Explicit and Implicit Growth – What is the difference?

It refers to how the prospect of future rental growth, beyond the Estimated Rental Value at the valuation date, is considered in the valuation.

Implicit* means the prospect for rental growth is factored into the yield, therefore if there is anticipation rents will improve over the coming years from the existing ERV today, an investor will pay a keener (smaller) yield in anticipation of a larger yield becoming receivable in the near future.

Explicit means the prospect for rental growth is factored into the expected rental cashflow, by “growing the rent” manually from the current ERV to predicted future levels using informed assumptions. In other words the rent is grown “explicitly” from its ERV today.

*In Investment Valuation, unless requested otherwise, we use factual information as at the valuation date. Our valuations are therefore growth Implicit**

9

Before commencing a valuation instruction, what three steps must you first undertake?

CIT.
Competence – do you have correct levels of skills, understanding and knowledge? (SUK). If not, refer to RICS Find a Surveyor tool
Independence – check for any conflicts or personal interests
Terms of Engagement – set out in writing full confirmation of instructions prior to starting work
confirm competence of valuer
the extent and limitations of valuer’s inspections must be stated

10

What statutory due diligence are you required to carry out when undertaking a valuation, and why?
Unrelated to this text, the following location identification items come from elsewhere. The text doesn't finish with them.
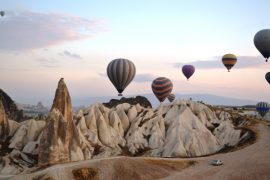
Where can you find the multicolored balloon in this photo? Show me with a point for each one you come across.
(267, 77)
(171, 97)
(262, 108)
(229, 60)
(262, 42)
(121, 72)
(2, 13)
(188, 70)
(162, 88)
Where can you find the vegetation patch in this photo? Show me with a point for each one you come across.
(85, 173)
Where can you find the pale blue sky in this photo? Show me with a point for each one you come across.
(43, 41)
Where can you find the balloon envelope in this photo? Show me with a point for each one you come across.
(188, 70)
(171, 97)
(2, 13)
(229, 61)
(262, 108)
(162, 88)
(121, 72)
(267, 77)
(262, 42)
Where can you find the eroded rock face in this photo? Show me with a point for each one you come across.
(60, 141)
(180, 129)
(10, 107)
(4, 125)
(142, 101)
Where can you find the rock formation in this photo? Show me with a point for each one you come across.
(10, 107)
(4, 126)
(130, 126)
(61, 140)
(142, 101)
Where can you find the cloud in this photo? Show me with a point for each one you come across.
(102, 74)
(242, 62)
(48, 63)
(144, 77)
(29, 30)
(71, 55)
(138, 77)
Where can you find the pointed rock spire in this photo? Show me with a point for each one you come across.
(60, 135)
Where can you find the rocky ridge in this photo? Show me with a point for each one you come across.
(182, 128)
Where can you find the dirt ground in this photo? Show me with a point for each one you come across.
(251, 162)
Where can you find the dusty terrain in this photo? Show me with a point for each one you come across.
(251, 162)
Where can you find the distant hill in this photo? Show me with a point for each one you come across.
(207, 98)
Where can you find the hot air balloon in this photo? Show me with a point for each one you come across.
(262, 108)
(171, 97)
(229, 61)
(162, 88)
(121, 72)
(262, 42)
(2, 13)
(267, 77)
(188, 70)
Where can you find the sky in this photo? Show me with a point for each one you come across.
(43, 41)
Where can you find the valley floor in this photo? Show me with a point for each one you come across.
(251, 162)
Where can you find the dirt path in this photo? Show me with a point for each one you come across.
(252, 162)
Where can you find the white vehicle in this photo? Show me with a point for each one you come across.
(217, 162)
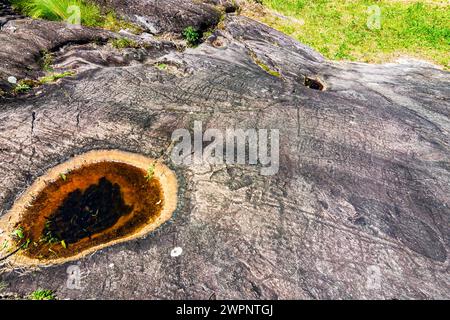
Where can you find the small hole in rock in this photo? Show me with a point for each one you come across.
(314, 84)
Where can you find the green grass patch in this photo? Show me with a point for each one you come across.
(73, 11)
(339, 28)
(41, 294)
(191, 35)
(25, 85)
(122, 43)
(55, 76)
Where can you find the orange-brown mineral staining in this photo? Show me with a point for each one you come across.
(90, 205)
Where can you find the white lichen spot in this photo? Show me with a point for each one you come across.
(176, 252)
(12, 80)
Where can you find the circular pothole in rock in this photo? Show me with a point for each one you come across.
(88, 203)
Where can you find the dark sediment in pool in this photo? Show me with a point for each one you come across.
(95, 204)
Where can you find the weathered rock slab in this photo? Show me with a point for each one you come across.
(358, 209)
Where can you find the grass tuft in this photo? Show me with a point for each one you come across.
(73, 11)
(340, 31)
(191, 35)
(122, 43)
(41, 294)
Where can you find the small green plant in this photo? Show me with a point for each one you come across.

To check that there are no material matters which could impact the valuation.
Asbestos register, business rates/council tax, contamination, Equality Act compliance, environmental matters (high voltage power lines, electricity sub-stations, telecom masts etc), flooding, H&S compliance, fire safety compliance, highways (check roads adopted), legal title and tenure (check boundaries, ownership, any deeds of covenant, easements, rights of way, restrictive covenants, wayleaves), public rights of way (from an OS sheet), planning history and compliance (check any onerous planning conditions, conservation area, listed, whether subject to s.106/CIL)

11

What would be the timeline of a valuation instruction?
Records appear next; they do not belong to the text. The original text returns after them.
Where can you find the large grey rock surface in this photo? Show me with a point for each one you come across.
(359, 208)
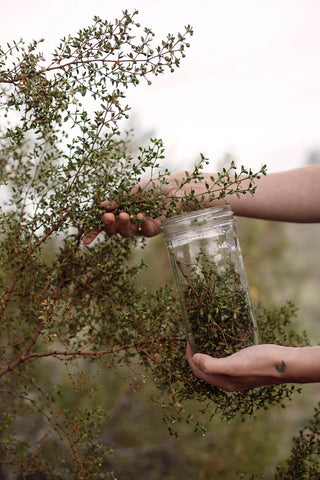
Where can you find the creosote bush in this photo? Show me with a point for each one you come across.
(65, 307)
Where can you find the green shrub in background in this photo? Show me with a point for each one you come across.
(71, 313)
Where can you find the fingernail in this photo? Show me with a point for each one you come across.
(196, 358)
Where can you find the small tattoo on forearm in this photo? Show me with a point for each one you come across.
(281, 368)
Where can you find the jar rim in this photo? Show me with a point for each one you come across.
(217, 211)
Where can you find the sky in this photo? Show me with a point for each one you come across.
(249, 85)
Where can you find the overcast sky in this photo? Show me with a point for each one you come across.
(250, 84)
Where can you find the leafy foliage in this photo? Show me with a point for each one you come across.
(68, 311)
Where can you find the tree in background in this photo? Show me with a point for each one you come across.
(71, 313)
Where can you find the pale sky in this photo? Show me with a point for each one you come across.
(249, 85)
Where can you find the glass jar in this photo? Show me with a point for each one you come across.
(211, 282)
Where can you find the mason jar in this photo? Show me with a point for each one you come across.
(211, 282)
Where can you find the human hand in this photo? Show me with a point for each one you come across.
(251, 367)
(127, 226)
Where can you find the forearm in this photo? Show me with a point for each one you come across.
(292, 196)
(302, 364)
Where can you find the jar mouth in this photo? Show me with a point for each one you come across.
(205, 216)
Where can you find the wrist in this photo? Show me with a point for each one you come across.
(298, 364)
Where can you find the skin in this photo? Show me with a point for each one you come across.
(292, 196)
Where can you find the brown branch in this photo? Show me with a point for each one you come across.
(81, 353)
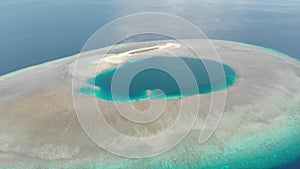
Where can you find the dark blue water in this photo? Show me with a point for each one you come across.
(36, 31)
(172, 77)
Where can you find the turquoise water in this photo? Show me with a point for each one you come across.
(161, 77)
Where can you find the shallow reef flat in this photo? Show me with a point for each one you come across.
(259, 128)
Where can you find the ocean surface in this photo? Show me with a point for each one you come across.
(193, 76)
(37, 31)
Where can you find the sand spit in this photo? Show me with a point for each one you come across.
(259, 128)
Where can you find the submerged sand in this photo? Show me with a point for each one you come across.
(260, 127)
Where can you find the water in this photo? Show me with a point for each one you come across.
(166, 77)
(35, 31)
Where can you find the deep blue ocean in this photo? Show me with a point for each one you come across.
(37, 31)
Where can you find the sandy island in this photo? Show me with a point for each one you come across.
(261, 120)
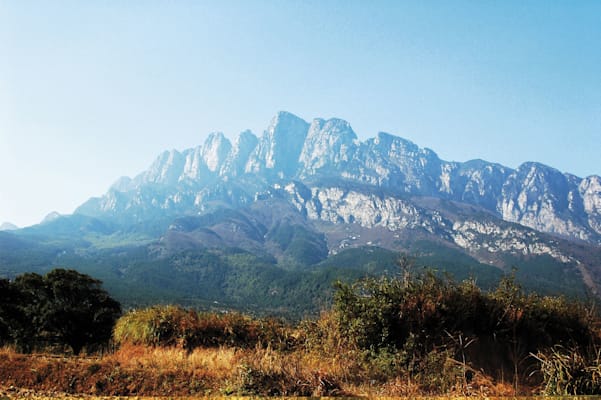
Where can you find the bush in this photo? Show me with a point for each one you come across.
(63, 308)
(495, 331)
(188, 329)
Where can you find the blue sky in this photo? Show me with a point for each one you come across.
(93, 90)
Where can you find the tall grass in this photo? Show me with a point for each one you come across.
(188, 329)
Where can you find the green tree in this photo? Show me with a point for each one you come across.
(66, 307)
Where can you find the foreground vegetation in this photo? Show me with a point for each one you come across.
(413, 334)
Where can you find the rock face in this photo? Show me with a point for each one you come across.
(386, 184)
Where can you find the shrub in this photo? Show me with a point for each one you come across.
(188, 329)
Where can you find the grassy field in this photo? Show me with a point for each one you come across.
(142, 371)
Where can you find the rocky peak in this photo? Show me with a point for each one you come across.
(329, 145)
(165, 170)
(215, 150)
(244, 144)
(279, 148)
(7, 226)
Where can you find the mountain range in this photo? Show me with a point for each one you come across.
(293, 205)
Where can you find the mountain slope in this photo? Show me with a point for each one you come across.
(294, 200)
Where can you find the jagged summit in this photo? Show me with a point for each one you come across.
(7, 226)
(324, 152)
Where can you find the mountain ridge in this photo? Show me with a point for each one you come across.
(534, 195)
(264, 222)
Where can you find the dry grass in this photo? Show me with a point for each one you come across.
(216, 363)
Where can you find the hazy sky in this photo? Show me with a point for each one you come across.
(93, 90)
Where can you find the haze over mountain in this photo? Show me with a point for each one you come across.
(303, 193)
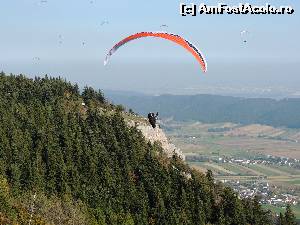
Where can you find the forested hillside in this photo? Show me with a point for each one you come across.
(69, 158)
(215, 109)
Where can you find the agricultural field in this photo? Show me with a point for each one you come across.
(253, 155)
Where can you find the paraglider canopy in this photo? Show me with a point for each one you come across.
(168, 36)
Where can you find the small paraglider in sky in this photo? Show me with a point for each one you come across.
(36, 58)
(60, 38)
(244, 35)
(104, 22)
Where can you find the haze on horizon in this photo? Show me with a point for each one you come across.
(55, 30)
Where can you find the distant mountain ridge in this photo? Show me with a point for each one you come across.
(214, 108)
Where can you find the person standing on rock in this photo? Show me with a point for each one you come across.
(152, 119)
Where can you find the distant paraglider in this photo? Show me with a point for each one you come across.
(168, 36)
(244, 36)
(104, 22)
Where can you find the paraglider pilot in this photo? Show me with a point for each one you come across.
(152, 119)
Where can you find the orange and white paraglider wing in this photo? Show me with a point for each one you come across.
(168, 36)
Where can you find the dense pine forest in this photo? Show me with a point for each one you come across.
(69, 157)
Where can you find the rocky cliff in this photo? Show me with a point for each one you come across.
(157, 134)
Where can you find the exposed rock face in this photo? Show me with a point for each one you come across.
(157, 134)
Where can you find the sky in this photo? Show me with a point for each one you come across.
(40, 38)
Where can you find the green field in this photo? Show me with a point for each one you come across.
(242, 142)
(277, 210)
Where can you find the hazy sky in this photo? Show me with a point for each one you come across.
(55, 31)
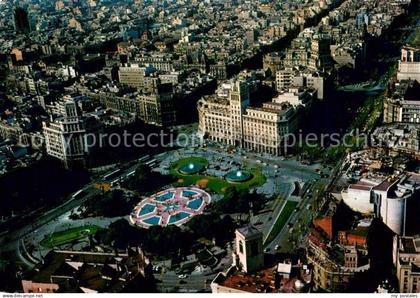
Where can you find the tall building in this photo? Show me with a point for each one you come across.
(158, 107)
(406, 257)
(92, 272)
(65, 134)
(21, 20)
(409, 65)
(249, 249)
(404, 104)
(320, 53)
(228, 118)
(251, 273)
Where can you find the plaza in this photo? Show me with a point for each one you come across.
(174, 206)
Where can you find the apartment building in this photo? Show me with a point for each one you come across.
(404, 104)
(409, 65)
(65, 133)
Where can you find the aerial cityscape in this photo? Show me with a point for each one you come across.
(209, 146)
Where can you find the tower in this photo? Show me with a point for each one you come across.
(21, 21)
(249, 249)
(239, 101)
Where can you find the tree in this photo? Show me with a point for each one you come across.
(145, 180)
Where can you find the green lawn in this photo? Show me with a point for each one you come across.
(281, 220)
(68, 236)
(215, 184)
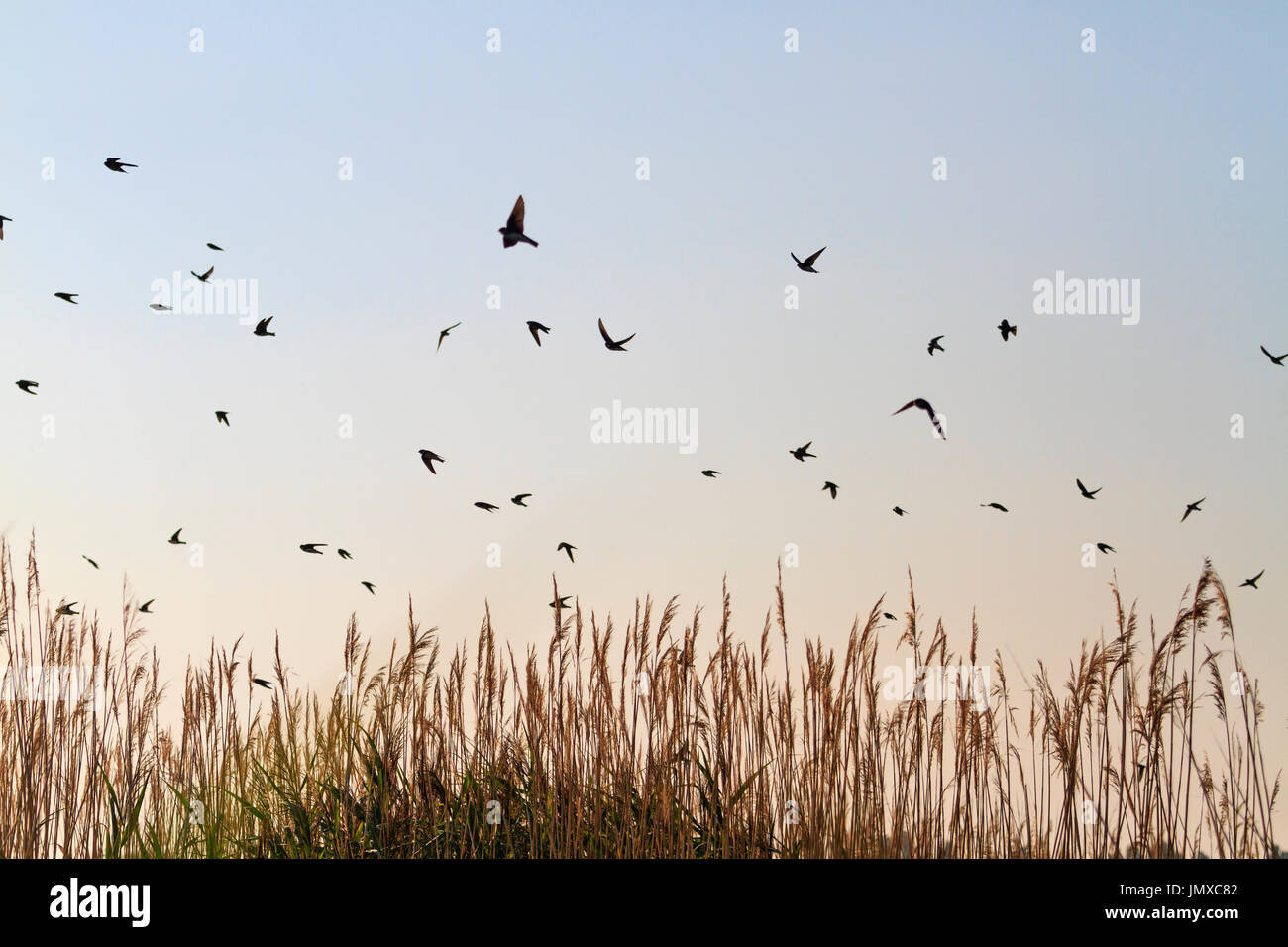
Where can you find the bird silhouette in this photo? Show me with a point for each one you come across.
(925, 406)
(803, 451)
(619, 346)
(443, 335)
(537, 329)
(806, 265)
(1089, 493)
(513, 231)
(1252, 582)
(429, 458)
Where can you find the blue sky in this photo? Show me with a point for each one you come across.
(1106, 165)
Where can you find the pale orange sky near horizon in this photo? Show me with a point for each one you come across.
(1113, 163)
1. Receive instructions from client
2. Competence (Skill, Understanding, Knowledge)
3. Independence f
4. Terms of engagement to the client (CIT)
5. Receive terms of engagement signed by client
6. Gather information – leases, title documents, planning information, OS plans etc.
7. Undertake due diligence – check information for any adverse material matters
8. Inspect and measure
9. Research market and assemble, verify and analyse comparables
10. Undertake valuation
11. Draft report
12. Have valuation and report considered by another surveyor for checking purposes
13. Finalise and sign report
14. Report to client
15. Issue invoice
16. Ensure valuation file in good order for archiving

12

What are the five main methods of valuation?

1. Comparative method
2. Investment method
3. Residual method
4. Profit method
5. Depreciated Replacement Cost method (Contractors)

13

What are the widely accepted valuation approaches under the IVS 105?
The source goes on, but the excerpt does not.